Methods : Twenty-four rabbit corneas were divided into 4 groups of 6 eyes each. Corneas were excised and mounted into a Barron artificial anterior chamber. Then various corneal hydration steady states were achieved by applying different dextran T-500 concentrations in the anterior chamber, as well as on the corneal anterior surface. The solutions contained either 5, 10, 15 or 20% wt/wt dextran. Ultrasound pachymetry was used to measure central corneal thickness. Each eye was examined by a clinically-used Brillouin microscope to determine the Brillouin frequency shift of the anterior stroma in the central cornea within 2 mm from the pupil center. Afterwards, the central 10 mm corneal disk was excised and a 5mm-wide central strip was taken for uniaxial tensiometry. After tensiometry, the entire 10mm disk was dried using lyophilization and the dry weight was determined.

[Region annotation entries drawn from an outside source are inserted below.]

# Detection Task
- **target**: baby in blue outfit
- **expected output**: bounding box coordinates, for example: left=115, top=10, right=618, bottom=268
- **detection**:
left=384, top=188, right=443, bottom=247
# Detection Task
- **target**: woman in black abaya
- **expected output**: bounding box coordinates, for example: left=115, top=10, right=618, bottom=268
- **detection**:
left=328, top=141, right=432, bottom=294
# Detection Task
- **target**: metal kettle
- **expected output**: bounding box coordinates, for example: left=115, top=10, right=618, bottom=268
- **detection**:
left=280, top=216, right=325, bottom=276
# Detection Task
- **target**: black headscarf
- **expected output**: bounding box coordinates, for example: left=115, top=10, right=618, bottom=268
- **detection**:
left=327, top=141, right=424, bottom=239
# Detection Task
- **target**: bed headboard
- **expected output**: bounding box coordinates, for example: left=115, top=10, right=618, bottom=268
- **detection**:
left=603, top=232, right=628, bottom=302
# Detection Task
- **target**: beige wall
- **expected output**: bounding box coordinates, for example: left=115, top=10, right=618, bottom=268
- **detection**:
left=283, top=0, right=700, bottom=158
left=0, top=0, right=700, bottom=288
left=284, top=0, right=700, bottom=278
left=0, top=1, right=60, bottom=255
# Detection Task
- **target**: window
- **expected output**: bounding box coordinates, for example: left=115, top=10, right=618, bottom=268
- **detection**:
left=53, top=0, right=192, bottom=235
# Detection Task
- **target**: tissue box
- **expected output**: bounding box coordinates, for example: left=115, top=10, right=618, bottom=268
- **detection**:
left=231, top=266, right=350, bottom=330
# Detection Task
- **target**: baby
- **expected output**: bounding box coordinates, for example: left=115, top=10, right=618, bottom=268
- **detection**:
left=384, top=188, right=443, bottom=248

Results : Greater corneal hydration lead to a significant thicker pachymetry. The forces measured at a strain of 9% were a factor of 2 higher (p<0.05) in corneas dehydrated with 20% dextran compared to those hydrated with 5% dextran. Taking the cross-section of the strip into consideration for the calculation of stress, this factor even increased up to 6-fold. Brillouin frequency shifts were different in all examined groups (p<0.05) and highly correlated to the results of the tensiometry as well as to corneal hydration levels. Dry weight did not differ significantly between the groups.

Conclusions : Corneal biomechanical properties are highly dependent on the level of corneal hydration. Therefore, it is essential to measure and control the hydration during ex vivo experiments.

This is an abstract that was submitted for the 2017 ARVO Annual Meeting, held in Baltimore, MD, May 7-11, 2017.